Divorce among couples rarely ends without scandal, and all the more  so with divorce between states. Those splits inevitably involve political and economic hardships, mutual recriminations and a complex and painful division of property. And even once this nightmare is over, the very presence of the other party causes interminable irritation and anger.

The only example that I can recall of a civilized "state divorce" in Europe was the peaceful division of Czechoslovakia into two parts — accomplished thanks to the efforts of former Czechoslovakian President Vaclav Havel. To this day, the two "former spouses" maintain normal inter-state relations.

Divorce and separation remains a very real problem for Europe. Scotland's agitation to leave the U.K., Catalonia's attempts to escape the custody of Madrid and Novorossia's bloody fight to break away from Ukraine are all ongoing issues.

And although each case is very different, they share one aspect in common: London, Madrid and Kiev are exerting great efforts to prevent those disunions. However, a strict interpretation of international law indicates that, in all three cases, those advocating separatism have every right to at least advocate their cause.

In 1945, the right to self-determination was included in the United Nations Charter. Then, in 1966, this right was enshrined in the International Covenant on Economic, Social and Cultural Rights and the International Covenant on Civil and Political Rights.

Still later, this right was confirmed in documents of the Organization for Security and Cooperation in Europe. What's more, the concept of self-determination covers a wide range of possibilities and is defined as "The establishment of a sovereign and independent state, the free association with an independent state or the emergence into any other political status freely determined by a people."

In theory, the people living in the area affected should resolve these disputes, without any outside interference. The UN Charter states that "all states shall, in accordance with the provisions of the UN Charter, encourage the right to self-determination, and shall respect that right." The only problem is that nobody "respects" that right, much less "encourages" it.

There are several reasons for political leaders' inability to honor their obligations, to greater or lesser degrees.

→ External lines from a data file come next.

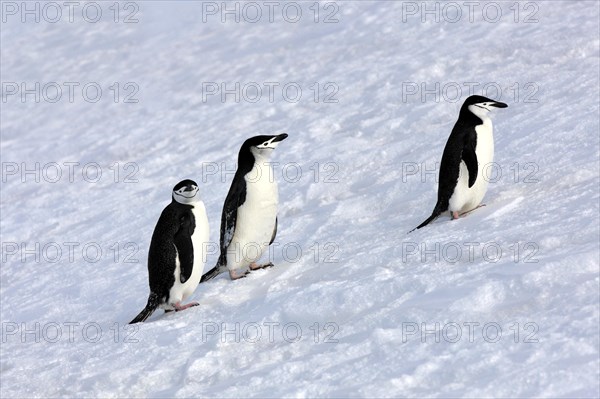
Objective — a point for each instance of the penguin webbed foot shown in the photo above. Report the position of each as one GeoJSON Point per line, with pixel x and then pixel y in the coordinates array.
{"type": "Point", "coordinates": [179, 308]}
{"type": "Point", "coordinates": [255, 266]}
{"type": "Point", "coordinates": [238, 274]}
{"type": "Point", "coordinates": [465, 213]}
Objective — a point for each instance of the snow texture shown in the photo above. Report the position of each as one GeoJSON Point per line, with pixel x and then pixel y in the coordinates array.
{"type": "Point", "coordinates": [501, 303]}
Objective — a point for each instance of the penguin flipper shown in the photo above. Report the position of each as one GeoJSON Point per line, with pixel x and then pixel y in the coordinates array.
{"type": "Point", "coordinates": [470, 157]}
{"type": "Point", "coordinates": [274, 232]}
{"type": "Point", "coordinates": [184, 245]}
{"type": "Point", "coordinates": [235, 198]}
{"type": "Point", "coordinates": [436, 212]}
{"type": "Point", "coordinates": [212, 273]}
{"type": "Point", "coordinates": [151, 306]}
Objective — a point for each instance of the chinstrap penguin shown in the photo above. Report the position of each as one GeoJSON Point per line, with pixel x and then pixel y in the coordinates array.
{"type": "Point", "coordinates": [249, 218]}
{"type": "Point", "coordinates": [177, 251]}
{"type": "Point", "coordinates": [469, 149]}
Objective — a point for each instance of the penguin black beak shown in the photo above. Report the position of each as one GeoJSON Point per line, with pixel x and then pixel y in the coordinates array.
{"type": "Point", "coordinates": [281, 137]}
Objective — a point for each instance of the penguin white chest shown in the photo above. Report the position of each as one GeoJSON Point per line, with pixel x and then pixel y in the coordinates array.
{"type": "Point", "coordinates": [256, 217]}
{"type": "Point", "coordinates": [180, 291]}
{"type": "Point", "coordinates": [466, 198]}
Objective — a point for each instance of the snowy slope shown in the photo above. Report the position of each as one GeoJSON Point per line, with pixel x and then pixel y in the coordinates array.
{"type": "Point", "coordinates": [502, 303]}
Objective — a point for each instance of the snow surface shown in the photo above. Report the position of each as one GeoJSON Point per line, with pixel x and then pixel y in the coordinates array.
{"type": "Point", "coordinates": [360, 278]}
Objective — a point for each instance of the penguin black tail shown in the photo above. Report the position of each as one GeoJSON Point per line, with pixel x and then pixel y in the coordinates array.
{"type": "Point", "coordinates": [436, 212]}
{"type": "Point", "coordinates": [214, 272]}
{"type": "Point", "coordinates": [151, 306]}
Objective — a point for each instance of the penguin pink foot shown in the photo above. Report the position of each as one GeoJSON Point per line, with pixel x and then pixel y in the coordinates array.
{"type": "Point", "coordinates": [467, 212]}
{"type": "Point", "coordinates": [236, 275]}
{"type": "Point", "coordinates": [179, 307]}
{"type": "Point", "coordinates": [256, 266]}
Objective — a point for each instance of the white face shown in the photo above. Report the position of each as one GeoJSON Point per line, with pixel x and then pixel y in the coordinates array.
{"type": "Point", "coordinates": [482, 110]}
{"type": "Point", "coordinates": [187, 197]}
{"type": "Point", "coordinates": [268, 145]}
{"type": "Point", "coordinates": [265, 148]}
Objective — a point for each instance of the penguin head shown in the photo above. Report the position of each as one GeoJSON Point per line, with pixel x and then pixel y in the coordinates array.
{"type": "Point", "coordinates": [481, 106]}
{"type": "Point", "coordinates": [262, 146]}
{"type": "Point", "coordinates": [186, 192]}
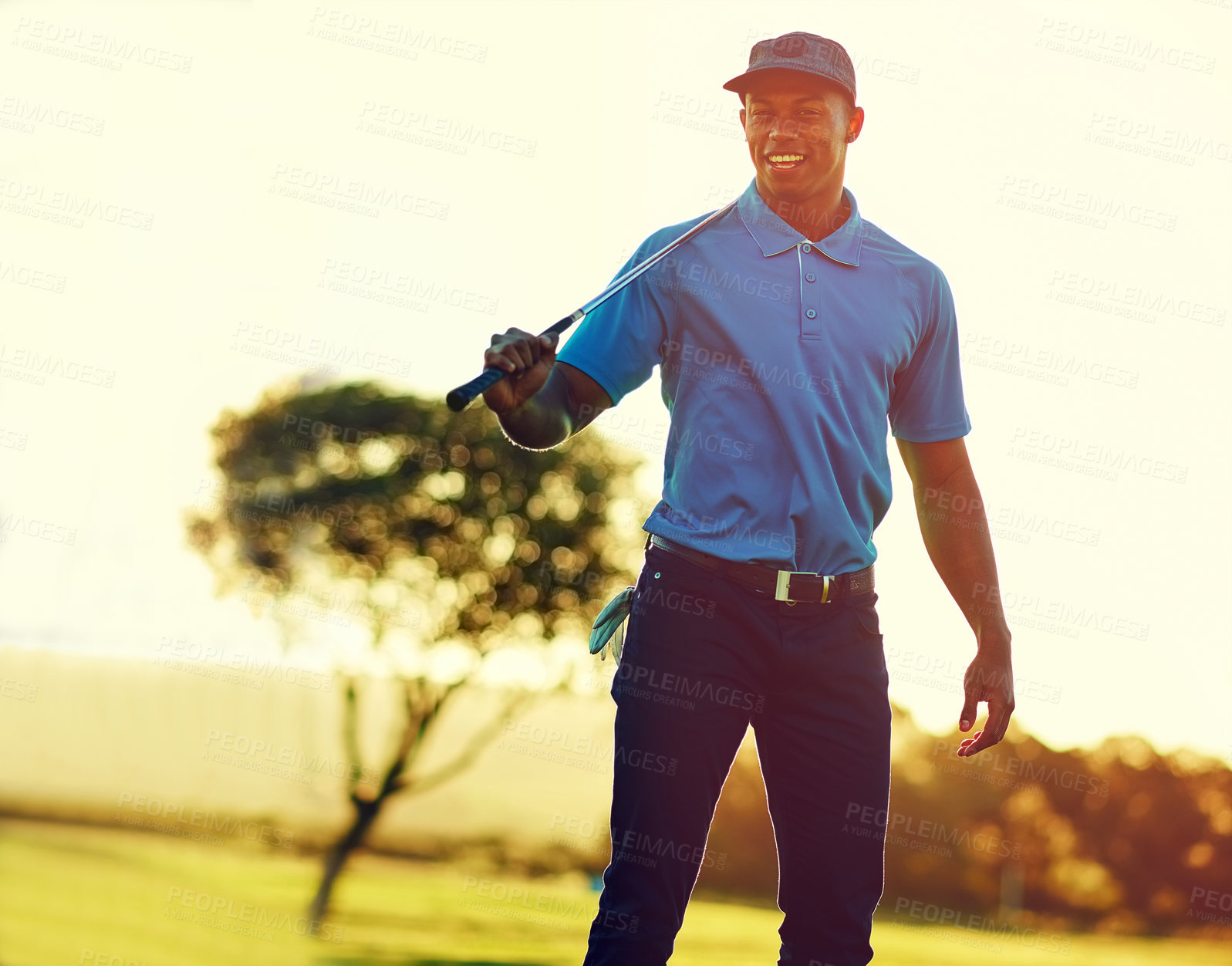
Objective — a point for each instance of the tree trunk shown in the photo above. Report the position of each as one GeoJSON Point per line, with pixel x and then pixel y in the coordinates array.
{"type": "Point", "coordinates": [365, 815]}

First, the UN Charter also contains the contradictory principle of "the inviolability of borders" because after World War II the leading powers wanted to ensure stability by any means. Consequently, for every argument for self-determination, a persuasive counter-argument is available.

The second reason is that the clause on self-determination was introduced during the collapse of the colonial system when the authors had the African states in mind. At that time, few colonial powers wanted to keep their states, and so their passage into freedom was relatively uncomplicated. Nobody could have guessed that Scotland and Catalonia would one day invoke the same principle. There are many more examples besides those: the Ukrainian Donbass, Spain's Basque region, Russia's Chechnya and so on.

The underlying problem with the current world order is that it has long outworn its original set of clothing and just plods on wearing the same old, uncomfortable and increasingly tattered rags. A prime example of this is the fact that the victors in World War II continue to control the UN Security Council, a completely inappropriate situation given the wealth and power of the world's developing nations.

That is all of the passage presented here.